Ill share a little something with you that might surprise you - before I sit down to record an episode I go COMPLETELY BLANK every time! I know the topic I would like to talk about and share but if I even try to avoid the “blank” and think about or plan what to say, my head is just a scrambled mess of words that do not go together!

The same thing happens before each session or group session.

So.. I have learnt to be with the emptiness, the spaciousness and the silence and not try to change it… knowing and trusting that whatever needs to be spoken will come forth when it needs to.

 

This often comes with a procrastination to even sit down to do a podcast episode because Ill tell myself that I don't even know what Im going to F ing say! Once I allow that doubt and fear to fall, Ill step into action and record whatever is there to be expressed. (this is why Its been a slow start on the podcast front lol)

 

This has also taken form in my relationships. I no longer fill in or try to "fix or change" the silent spaces.

If there isn't anything naturally arising to be spoken, I simply do not use words. My presence, my love and my listening is still fully there but I no longer have any desire within me to step into an old pattern of talking for the sake of talking. Talking to make others feel more comfortable, over talking a subject or experience, pulling it apart, dissecting, analysing and justifying it to myself and another. I also no longer hold the desire to please another with giving them the words I feel they may want to hear.There are many Identities entangled within these patterns that are falling away.

 

It is the spaciousness, stillness and the silence that allows ourselves and the other to be fully present with what is going on within. 

 

To feel and to know what their own internal instructions are informing them of. To feel and to know what is arising in that now moment for and within themselves from the interactions and experiences they are having.

 

Have you noticed how much effort it takes to fill in the spaces? Have you also noticed how uncomfortable it is to NOT fill in the spaces?

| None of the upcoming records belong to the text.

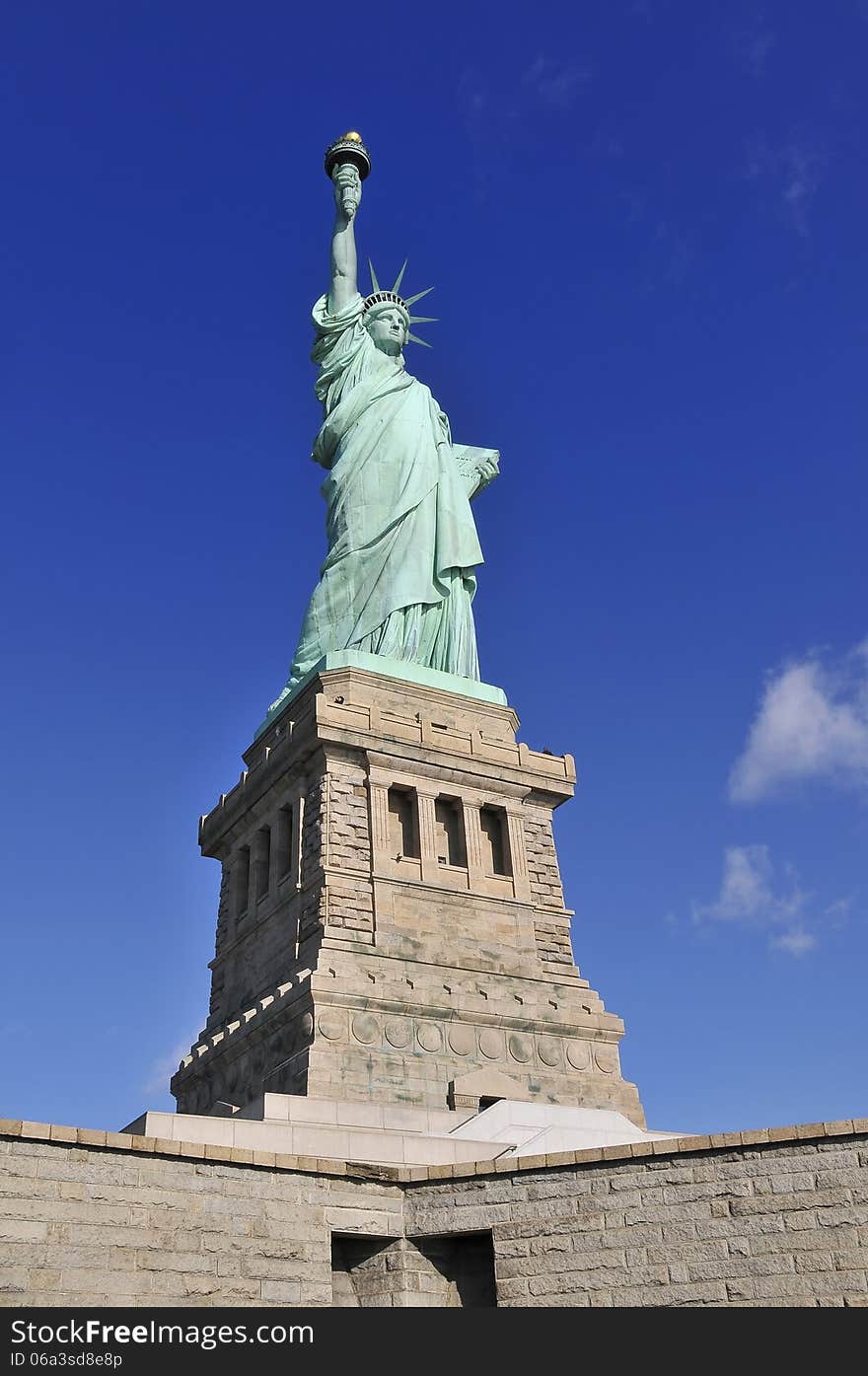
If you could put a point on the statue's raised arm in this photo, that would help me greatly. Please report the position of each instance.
(342, 284)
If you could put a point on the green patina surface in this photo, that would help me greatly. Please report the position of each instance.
(399, 575)
(393, 669)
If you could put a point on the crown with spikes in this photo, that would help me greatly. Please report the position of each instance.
(382, 298)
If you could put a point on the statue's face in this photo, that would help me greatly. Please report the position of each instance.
(388, 329)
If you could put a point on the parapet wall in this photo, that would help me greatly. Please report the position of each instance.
(759, 1219)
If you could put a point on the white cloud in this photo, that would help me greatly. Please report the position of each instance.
(812, 724)
(747, 894)
(795, 168)
(756, 896)
(794, 943)
(164, 1068)
(556, 84)
(754, 44)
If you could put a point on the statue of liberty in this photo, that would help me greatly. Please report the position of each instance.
(399, 575)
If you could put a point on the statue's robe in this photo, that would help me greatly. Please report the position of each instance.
(398, 578)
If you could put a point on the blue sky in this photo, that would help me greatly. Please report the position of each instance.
(647, 226)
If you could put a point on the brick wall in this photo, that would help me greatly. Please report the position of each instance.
(763, 1219)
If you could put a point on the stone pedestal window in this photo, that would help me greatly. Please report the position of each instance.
(450, 843)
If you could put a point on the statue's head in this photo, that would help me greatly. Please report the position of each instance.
(388, 325)
(387, 316)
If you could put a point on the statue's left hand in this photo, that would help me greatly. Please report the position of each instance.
(488, 468)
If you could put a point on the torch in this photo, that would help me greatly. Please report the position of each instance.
(348, 149)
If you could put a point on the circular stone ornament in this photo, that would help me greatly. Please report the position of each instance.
(399, 1034)
(331, 1025)
(365, 1028)
(606, 1058)
(491, 1044)
(549, 1050)
(520, 1049)
(578, 1054)
(429, 1037)
(461, 1039)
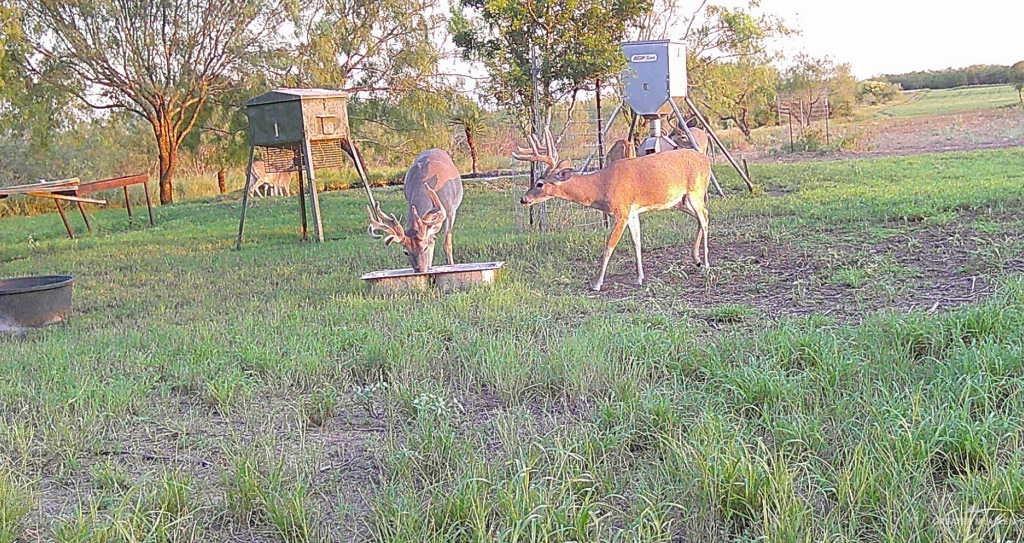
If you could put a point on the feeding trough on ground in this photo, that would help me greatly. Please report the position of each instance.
(445, 278)
(34, 301)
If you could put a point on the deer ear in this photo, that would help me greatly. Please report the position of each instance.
(564, 174)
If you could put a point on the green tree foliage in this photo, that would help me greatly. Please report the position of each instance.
(951, 77)
(161, 59)
(1017, 79)
(473, 121)
(875, 91)
(809, 81)
(574, 42)
(729, 58)
(741, 92)
(386, 54)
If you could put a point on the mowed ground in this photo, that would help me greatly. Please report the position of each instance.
(850, 370)
(925, 121)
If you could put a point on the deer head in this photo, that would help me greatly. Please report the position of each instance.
(556, 171)
(418, 239)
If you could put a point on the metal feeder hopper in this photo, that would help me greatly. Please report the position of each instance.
(300, 130)
(654, 79)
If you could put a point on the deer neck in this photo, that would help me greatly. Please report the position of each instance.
(582, 189)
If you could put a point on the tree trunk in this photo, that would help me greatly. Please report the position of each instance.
(222, 180)
(167, 149)
(472, 148)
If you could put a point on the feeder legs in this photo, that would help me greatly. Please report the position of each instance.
(307, 153)
(302, 205)
(127, 201)
(64, 217)
(81, 209)
(245, 197)
(148, 203)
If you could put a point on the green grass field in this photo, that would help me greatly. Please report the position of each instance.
(961, 99)
(201, 393)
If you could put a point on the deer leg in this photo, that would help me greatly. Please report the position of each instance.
(609, 247)
(448, 247)
(691, 209)
(700, 211)
(634, 224)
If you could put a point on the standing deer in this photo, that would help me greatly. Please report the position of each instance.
(269, 183)
(625, 189)
(432, 182)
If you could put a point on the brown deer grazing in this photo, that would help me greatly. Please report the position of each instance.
(432, 182)
(269, 183)
(625, 189)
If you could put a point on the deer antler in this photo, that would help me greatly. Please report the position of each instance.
(536, 153)
(384, 225)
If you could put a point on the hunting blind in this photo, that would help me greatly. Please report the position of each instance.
(300, 130)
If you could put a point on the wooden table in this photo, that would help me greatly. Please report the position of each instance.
(109, 184)
(74, 191)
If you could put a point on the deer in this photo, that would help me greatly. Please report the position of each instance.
(432, 183)
(625, 189)
(268, 183)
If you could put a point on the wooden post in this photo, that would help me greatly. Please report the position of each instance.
(826, 120)
(600, 138)
(245, 197)
(792, 148)
(307, 153)
(222, 181)
(148, 203)
(127, 200)
(302, 205)
(64, 217)
(81, 209)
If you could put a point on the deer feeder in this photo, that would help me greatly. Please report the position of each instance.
(300, 130)
(656, 74)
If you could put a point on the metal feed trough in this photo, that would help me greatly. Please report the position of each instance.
(34, 301)
(444, 278)
(300, 130)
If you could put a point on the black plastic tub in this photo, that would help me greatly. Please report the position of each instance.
(33, 302)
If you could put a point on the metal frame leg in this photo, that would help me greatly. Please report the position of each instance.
(302, 205)
(81, 209)
(245, 198)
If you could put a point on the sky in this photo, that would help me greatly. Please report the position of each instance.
(895, 36)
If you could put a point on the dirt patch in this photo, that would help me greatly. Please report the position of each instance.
(925, 267)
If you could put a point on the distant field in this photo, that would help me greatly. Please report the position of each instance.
(961, 99)
(202, 393)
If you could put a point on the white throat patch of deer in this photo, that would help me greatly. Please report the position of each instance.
(433, 194)
(625, 189)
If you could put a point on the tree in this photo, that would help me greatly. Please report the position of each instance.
(161, 59)
(742, 92)
(729, 60)
(572, 42)
(472, 120)
(1017, 80)
(811, 80)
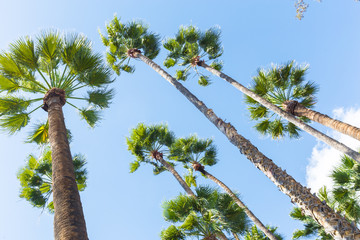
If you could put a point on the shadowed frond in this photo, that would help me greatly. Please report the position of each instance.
(278, 85)
(91, 116)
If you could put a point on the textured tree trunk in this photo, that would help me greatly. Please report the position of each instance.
(333, 223)
(297, 109)
(319, 135)
(184, 185)
(69, 222)
(257, 221)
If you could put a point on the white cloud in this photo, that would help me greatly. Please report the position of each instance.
(324, 158)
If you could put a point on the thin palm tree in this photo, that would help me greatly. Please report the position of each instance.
(191, 48)
(36, 179)
(302, 196)
(151, 144)
(203, 217)
(196, 153)
(285, 87)
(50, 69)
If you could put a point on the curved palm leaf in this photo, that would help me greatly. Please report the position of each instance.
(189, 47)
(36, 181)
(278, 85)
(123, 38)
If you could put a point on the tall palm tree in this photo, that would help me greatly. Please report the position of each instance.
(191, 48)
(36, 179)
(343, 197)
(204, 216)
(194, 153)
(151, 144)
(255, 234)
(49, 69)
(285, 87)
(302, 196)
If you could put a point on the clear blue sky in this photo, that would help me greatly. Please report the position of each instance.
(256, 33)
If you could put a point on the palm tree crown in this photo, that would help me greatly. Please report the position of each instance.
(190, 47)
(124, 40)
(148, 143)
(52, 63)
(210, 213)
(279, 85)
(36, 179)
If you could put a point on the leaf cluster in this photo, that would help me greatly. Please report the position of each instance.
(36, 179)
(190, 44)
(207, 215)
(51, 60)
(277, 85)
(121, 37)
(144, 140)
(255, 234)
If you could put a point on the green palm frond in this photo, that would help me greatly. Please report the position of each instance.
(277, 85)
(91, 116)
(172, 233)
(15, 122)
(189, 47)
(206, 215)
(121, 37)
(48, 49)
(25, 53)
(11, 105)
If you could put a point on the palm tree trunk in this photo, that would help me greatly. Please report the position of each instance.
(257, 221)
(319, 135)
(235, 236)
(299, 110)
(184, 185)
(333, 223)
(69, 221)
(177, 176)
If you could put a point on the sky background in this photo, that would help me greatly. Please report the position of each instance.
(256, 33)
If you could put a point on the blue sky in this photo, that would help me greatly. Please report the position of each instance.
(256, 33)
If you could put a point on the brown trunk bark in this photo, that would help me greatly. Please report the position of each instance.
(235, 236)
(328, 140)
(301, 111)
(332, 222)
(257, 222)
(184, 185)
(69, 222)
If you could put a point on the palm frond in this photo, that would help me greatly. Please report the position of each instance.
(24, 53)
(13, 123)
(100, 97)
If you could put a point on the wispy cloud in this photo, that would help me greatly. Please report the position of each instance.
(324, 158)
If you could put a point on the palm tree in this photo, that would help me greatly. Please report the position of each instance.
(204, 216)
(255, 234)
(191, 48)
(36, 179)
(299, 194)
(151, 144)
(284, 86)
(343, 197)
(194, 153)
(50, 69)
(312, 228)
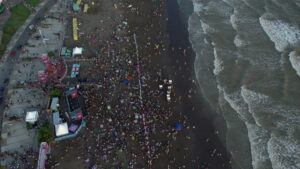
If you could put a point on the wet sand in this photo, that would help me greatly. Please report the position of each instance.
(196, 146)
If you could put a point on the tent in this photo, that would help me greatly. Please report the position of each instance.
(73, 128)
(61, 129)
(77, 51)
(54, 103)
(76, 7)
(56, 118)
(178, 126)
(31, 116)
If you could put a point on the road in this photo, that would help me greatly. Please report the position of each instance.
(9, 64)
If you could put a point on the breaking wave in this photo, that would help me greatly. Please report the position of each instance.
(247, 62)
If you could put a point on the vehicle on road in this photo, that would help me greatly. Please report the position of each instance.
(13, 53)
(19, 47)
(6, 81)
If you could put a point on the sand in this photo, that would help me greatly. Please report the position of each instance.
(196, 146)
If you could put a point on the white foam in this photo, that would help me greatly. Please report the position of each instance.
(218, 63)
(258, 138)
(284, 152)
(206, 28)
(295, 61)
(233, 20)
(198, 7)
(283, 35)
(238, 42)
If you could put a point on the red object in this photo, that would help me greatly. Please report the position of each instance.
(78, 116)
(13, 53)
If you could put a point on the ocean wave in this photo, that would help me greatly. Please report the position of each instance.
(224, 31)
(294, 58)
(284, 153)
(258, 141)
(218, 63)
(284, 35)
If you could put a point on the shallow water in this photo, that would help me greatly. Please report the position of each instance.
(248, 68)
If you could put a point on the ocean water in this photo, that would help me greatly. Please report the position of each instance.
(248, 69)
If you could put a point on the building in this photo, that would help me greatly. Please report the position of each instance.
(61, 129)
(54, 104)
(75, 112)
(31, 117)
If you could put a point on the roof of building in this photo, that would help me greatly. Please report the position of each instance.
(54, 103)
(31, 116)
(61, 129)
(56, 118)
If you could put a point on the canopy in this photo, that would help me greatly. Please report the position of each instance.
(178, 126)
(75, 7)
(56, 118)
(73, 128)
(77, 51)
(31, 116)
(61, 129)
(54, 103)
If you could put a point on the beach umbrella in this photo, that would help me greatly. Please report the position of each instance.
(178, 126)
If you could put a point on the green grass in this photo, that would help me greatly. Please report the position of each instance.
(19, 14)
(33, 2)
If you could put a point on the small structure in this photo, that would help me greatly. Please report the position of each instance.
(75, 70)
(44, 150)
(77, 51)
(54, 104)
(61, 129)
(75, 27)
(75, 111)
(31, 117)
(85, 8)
(78, 2)
(65, 52)
(56, 119)
(76, 7)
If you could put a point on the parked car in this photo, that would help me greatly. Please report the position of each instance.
(13, 53)
(6, 81)
(19, 47)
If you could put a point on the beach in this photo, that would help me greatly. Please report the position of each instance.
(130, 123)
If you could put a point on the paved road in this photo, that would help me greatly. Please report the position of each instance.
(8, 65)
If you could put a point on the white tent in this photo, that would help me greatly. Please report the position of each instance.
(31, 116)
(54, 103)
(56, 118)
(61, 129)
(77, 51)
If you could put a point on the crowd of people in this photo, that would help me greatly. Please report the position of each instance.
(129, 122)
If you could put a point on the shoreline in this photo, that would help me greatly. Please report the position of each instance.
(188, 148)
(206, 128)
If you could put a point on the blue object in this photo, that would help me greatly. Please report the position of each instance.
(178, 126)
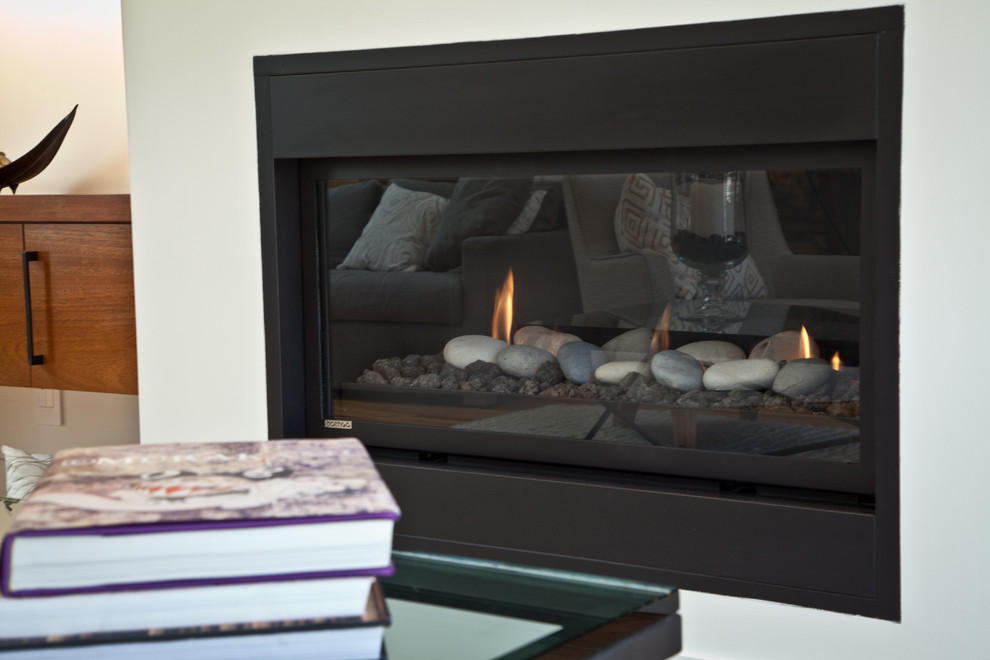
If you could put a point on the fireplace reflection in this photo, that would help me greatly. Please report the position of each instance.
(555, 310)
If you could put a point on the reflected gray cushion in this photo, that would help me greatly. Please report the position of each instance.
(478, 207)
(348, 210)
(399, 297)
(399, 232)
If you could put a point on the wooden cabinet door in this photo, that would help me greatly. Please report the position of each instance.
(82, 294)
(14, 368)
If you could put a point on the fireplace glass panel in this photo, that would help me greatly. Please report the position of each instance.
(415, 272)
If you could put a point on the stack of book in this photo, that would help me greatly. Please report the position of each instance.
(210, 550)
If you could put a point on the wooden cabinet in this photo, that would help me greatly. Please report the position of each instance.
(67, 287)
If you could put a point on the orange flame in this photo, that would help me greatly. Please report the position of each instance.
(661, 338)
(805, 344)
(502, 317)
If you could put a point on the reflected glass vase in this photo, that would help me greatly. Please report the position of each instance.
(708, 233)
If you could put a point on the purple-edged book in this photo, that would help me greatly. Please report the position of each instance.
(189, 514)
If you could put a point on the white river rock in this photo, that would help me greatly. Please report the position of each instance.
(545, 338)
(613, 372)
(784, 347)
(800, 377)
(462, 351)
(713, 351)
(631, 345)
(522, 361)
(678, 370)
(756, 374)
(579, 359)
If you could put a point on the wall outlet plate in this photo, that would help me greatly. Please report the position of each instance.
(48, 407)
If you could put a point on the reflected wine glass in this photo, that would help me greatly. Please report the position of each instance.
(708, 233)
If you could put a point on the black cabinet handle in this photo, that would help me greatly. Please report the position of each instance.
(26, 258)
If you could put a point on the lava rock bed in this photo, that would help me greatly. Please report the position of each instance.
(839, 398)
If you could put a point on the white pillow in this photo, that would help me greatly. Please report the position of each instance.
(23, 471)
(527, 214)
(642, 222)
(399, 232)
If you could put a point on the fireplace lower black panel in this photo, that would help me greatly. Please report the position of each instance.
(697, 539)
(816, 86)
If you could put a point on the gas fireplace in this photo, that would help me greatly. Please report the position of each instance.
(500, 265)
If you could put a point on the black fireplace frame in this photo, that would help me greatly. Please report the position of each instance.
(835, 83)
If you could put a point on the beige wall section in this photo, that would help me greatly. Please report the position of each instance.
(55, 54)
(89, 419)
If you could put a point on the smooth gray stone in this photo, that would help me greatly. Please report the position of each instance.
(631, 345)
(522, 361)
(757, 374)
(545, 338)
(784, 347)
(462, 351)
(801, 377)
(579, 359)
(713, 351)
(613, 372)
(678, 370)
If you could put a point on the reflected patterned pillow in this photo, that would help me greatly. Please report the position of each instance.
(399, 232)
(642, 222)
(23, 471)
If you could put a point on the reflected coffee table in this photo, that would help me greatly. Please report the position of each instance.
(466, 609)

When we are so used to outside noise, outside information and filling any space within with avoidance behaviour/people/things/noise, it gets super uncomfortable when we stop. 

We are left with what is really there to be acknowledged, what is arising on the inside and what is truly there for us in our own personal inner world.

 

We can spend our whole lives avoiding that uncomfortableness.

Or we can understand that the uncomfortableness is necessary and always accompanies change, inner alchemy and transformation. All of which leads to the embodiment of more of our true self.

 

Once we lean into and trust the uncomfortableness we can then honour the silence and spaciousness and be a supportive part of the process rather than resisting and avoiding it.

 

I speak alot about listening and only ever acting from our own inner instructions, even if it goes against logic, usual ways and patterns of behaviour (especially if it goes against these ;)) because our inner instructions are born out of our own connection to the purity of who we are. They are coming from the purist form of self without the conditioning/programing/patterns/ past experiences and traumas.

 

It is in the silence and the stillness that we most clearly hear and know our own self informing us. from the inside out - not the outside in.

 

Today I encourage you to embrace the stillness, the silence and the spaces between the words, the noise and the interactions.

 

You will meet more of your self here.

 

You will meet more clarity here.

You will meet more connection & aliveness here.

You will also dance with more contentment, love, fulfilment and grace in your everyday moments.